Rechtsanwalt, Legal Director
Out-Law Analysis | 30 Sep 2022 | 2:10 pm | 8 min. read
Pharmaceutical companies will get access to a wider pool of data for research and development purposes under EU plans to create a ‘European health data space’ (EHDS).
The EHDS, the legislation for which was tabled by the European Commission earlier this year, will operate as a form of data repository that pharmaceutical companies will be able to access. The initiative, which formed a central part of the Commission’s flagship digital strategy in 2020, promises to address what has long been a barrier to innovation in the sector – a lack of access to quality data.
As well as being able to access data, pharmaceutical companies are likely to be compelled to make data they generate from their own medical research available to others via the repository. A lack of clarity over the protections that will apply to this data, however, poses the risk that the EHDS will stifle, not promote, investment in medical research.
The EHDS seeks to address health-specific challenges to data access and sharing. In particular, the EHDS:
The Commission’s proposal for the EHDS is currently being assessed by the EU’s two law making bodies – the Council of Ministers and the European Parliament. There is significant overlap between the proposal and other legal regimes – it has, for example, already been subject to commentary by the European Data Protection Board (EDPB) and the European Data Protection Supervisor (EDPS).
One feature of the EHDS that is likely to have a far-reaching impact on the pharmaceutical sector is the proposal to expand the availability of electronic health data for secondary use.
Associate, Pinsent Masons
The opportunities that the European health data space could unlock for the pharmaceutical sector are vast, but there is significant uncertainty too over the way the proposal is to be interpreted and over the protections it offers
Under the Commission’s draft EHDS regulation, electronic health data would be able to be further processed for a specific set of purposes, such as scientific research in the health and care sectors, development and innovation activities for products or services contributing to public health or social security, or for the purposes of training, testing and evaluating algorithms.
The EDPB and the EDPS have expressed concerns about secondary use for development and innovation activities, and for training, testing and evaluating algorithms, and strongly recommend that these purposes are further delineated and circumscribed to instances where there is a sufficient connection with public health and/ or social security.
Under the draft EHDS regulation, ‘data holders’ are required to make a very broad spectrum of electronic health data available to data users for secondary use. The definition of ‘data holder’ is wide and includes an entity in the health or care sector, or performing research in relation to these sectors, with the right, obligation or ability, to make available certain data. The EHDS makes clear that private entities are included in the scope of ‘data holders’, so the term could apply to pharmaceutical companies.
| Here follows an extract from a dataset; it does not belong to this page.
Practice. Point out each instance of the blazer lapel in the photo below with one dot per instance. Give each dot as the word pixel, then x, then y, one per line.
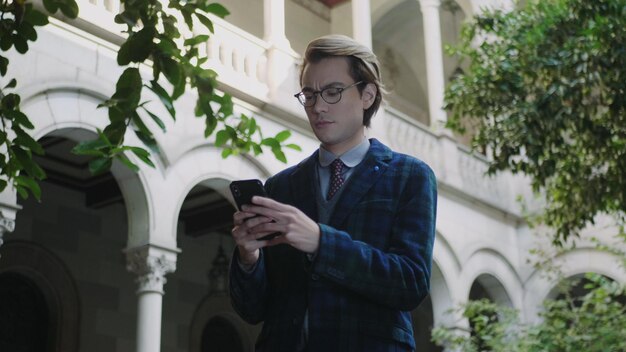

The categories of data to be made available include data processed for the provision of health or care services, or for public health, research, innovation, policy making, official statistics, patient safety or regulatory purposes. As currently expressed, this definition appears to cover all electronic health data that an entity may hold without any sort of limitation. For example, health data is not limited to data that is collected for the purposes of providing health or care services, and as such is likely to capture clinical trials and safety related data.
It is unclear whether unstructured data would need to be provided, or whether the data holder would be required to convert the format of electronic health data for secondary use if it is not in an interoperable format. Stakeholders would benefit from more guidance on exactly what data will need to be made available and by whom.
Health data access bodies, established by EU member states, will play a significant role in the provision of access to electronic health data for secondary use.
Generally, prospective data users will need to submit applications to the health data access bodies for access to datasets, and the health data access bodies will be empowered to decide on applications and authorise and issue data permits. Where a data permit is granted, the data holder will be required to deliver the dataset to the health data access body, who will in turn ensure that electronic health data is shared with the data user in an anonymised format through a secure processing environment, which the health access bodies will be tasked with coordinating.
Where a data user’s purpose cannot be achieved by processing anonymised data, the health data access body will be entitled to provide a data user with access to electronic health data in a pseudonymised format following consideration of the data user’s reasons for requiring such access – which will need to be detailed in the data access application. However, this would not override any national law requirements to obtain, for example, an ethical assessment from a research ethics committee or a data protection authority.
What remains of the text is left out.